Mike Norman

December 12, 2013

Counties, think twice about state money

Lawmakers set aside funds for roads torn up by drilling trucks, but attached strings.

Tarrant, Johnson, Parker and Wise counties together could qualify for more than $7 million in new state grant funds to repair roads damaged by heavy oil and gas industry truck traffic.

That’s if they believe the money is worth what they’ll have to go through to get it.

The Texas Department of Transportation has released figures showing that almost every county in Texas is eligible for a share of the $225 million set aside by the Legislature this year to address the problem of road damage from a boom in oil and gas drilling.

Comptroller Susan Combs reported Thursday that Texas took in almost $3 billion in oil and gas production taxes during fiscal 2013, up from $2.1 billion the previous year.

Combs expects the total for the next two fiscal years to be $6.5 billion, a 27 percent increase.

So the state is not exactly going broke by setting aside money to help counties with their road problems.

Counties are benefiting from increased economic activity with expanded drilling, but their direct increase in income from oil and gas wells is mostly from higher property values on land where drilling takes place.

That’s important. We’ll get to more on that shortly.

North Texas — Tarrant, Johnson, Parker and Wise counties in particular — is where the drilling boom started about a decade ago with advancements in horizontal drilling and hydraulic fracturing to free natural gas from the mile-deep Barnett Shale.

We’ve been rocking along with the drilling, taking in lease bonus and royalty checks from the drilling companies while our cities and counties took on the burden of collateral damage to roads.

But as the drilling boom spread to East Texas and South Texas and revitalized oil- and gas-rich West Texas, county leaders there started complaining to lawmakers about how much they were having to pay for roads while the state sucked up tax revenue.

So during the legislative session this year, those lawmakers decided to help. They passed Senate Bill 1747 by Sen. Carlos Uresti, D-San Antonio.

But they didn’t exactly dig deep. And they attached strings to the money.

First, it’s a grant program, and counties have to apply for help.

The money they can get depends on a formula that includes how much heavy truck traffic they have, how much oil and gas tax revenue they generate, how many wells are completed in the county each year and how much oil and gas waste gets forced down disposal wells in the county.

Unless they’re “economically disadvantaged,” each county has to put up matching funds equal to 20 percent of the grant.
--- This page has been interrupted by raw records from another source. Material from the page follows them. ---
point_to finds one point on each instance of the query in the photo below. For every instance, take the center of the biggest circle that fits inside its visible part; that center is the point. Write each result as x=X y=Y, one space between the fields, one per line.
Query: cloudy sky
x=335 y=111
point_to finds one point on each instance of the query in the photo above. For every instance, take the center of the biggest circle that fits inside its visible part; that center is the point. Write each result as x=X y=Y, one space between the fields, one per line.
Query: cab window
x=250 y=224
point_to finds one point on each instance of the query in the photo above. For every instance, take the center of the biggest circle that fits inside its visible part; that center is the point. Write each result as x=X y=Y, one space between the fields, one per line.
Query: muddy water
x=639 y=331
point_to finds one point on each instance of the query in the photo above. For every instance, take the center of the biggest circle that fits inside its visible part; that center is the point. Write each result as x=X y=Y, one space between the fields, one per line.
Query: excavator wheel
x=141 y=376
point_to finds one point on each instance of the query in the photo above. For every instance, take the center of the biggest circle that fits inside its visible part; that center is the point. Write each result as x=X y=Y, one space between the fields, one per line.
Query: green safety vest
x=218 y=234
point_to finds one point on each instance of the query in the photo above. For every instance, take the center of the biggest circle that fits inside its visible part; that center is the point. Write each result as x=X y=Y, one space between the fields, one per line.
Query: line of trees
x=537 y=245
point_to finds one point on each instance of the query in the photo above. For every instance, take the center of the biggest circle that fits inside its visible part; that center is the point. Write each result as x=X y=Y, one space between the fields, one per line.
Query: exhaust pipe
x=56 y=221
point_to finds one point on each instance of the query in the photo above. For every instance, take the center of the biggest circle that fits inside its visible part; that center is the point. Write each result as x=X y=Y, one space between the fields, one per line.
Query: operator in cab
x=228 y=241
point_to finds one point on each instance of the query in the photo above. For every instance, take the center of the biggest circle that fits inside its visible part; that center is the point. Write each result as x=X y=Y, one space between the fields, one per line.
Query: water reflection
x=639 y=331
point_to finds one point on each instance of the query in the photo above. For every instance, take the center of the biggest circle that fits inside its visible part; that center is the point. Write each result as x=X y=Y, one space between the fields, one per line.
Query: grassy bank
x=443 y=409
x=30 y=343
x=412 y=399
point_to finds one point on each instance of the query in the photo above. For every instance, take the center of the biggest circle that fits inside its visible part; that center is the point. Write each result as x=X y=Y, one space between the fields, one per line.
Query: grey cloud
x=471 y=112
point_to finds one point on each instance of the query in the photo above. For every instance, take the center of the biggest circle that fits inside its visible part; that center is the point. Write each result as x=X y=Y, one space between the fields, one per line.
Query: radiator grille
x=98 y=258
That means Tarrant, Johnson, Parker and Wise would have to put up $1.4 million to get $7 million.

Fair enough. That’s pretty much how grant programs work.

But there’s more.

Each county must set up what the bill calls a “County Energy Transportation Reinvestment Zone” and designate what projects in the zone will be done with grant funds.

And why is it called “reinvestment”? Because the county is supposed to calculate how much money it gets in additional property tax revenue due to drilling in that zone and dedicate all of it to the road work.

None of the new wealth goes to any other county purpose for the 10-year life of the zone.

The county also must name an advisory board to help supervise expenditures. The boards will have three members from oil and gas companies and two members from the general public.

So, pretty much, we set this tax money aside and the oil and gas companies tell us how to use it.

County commissioners must think about that real hard.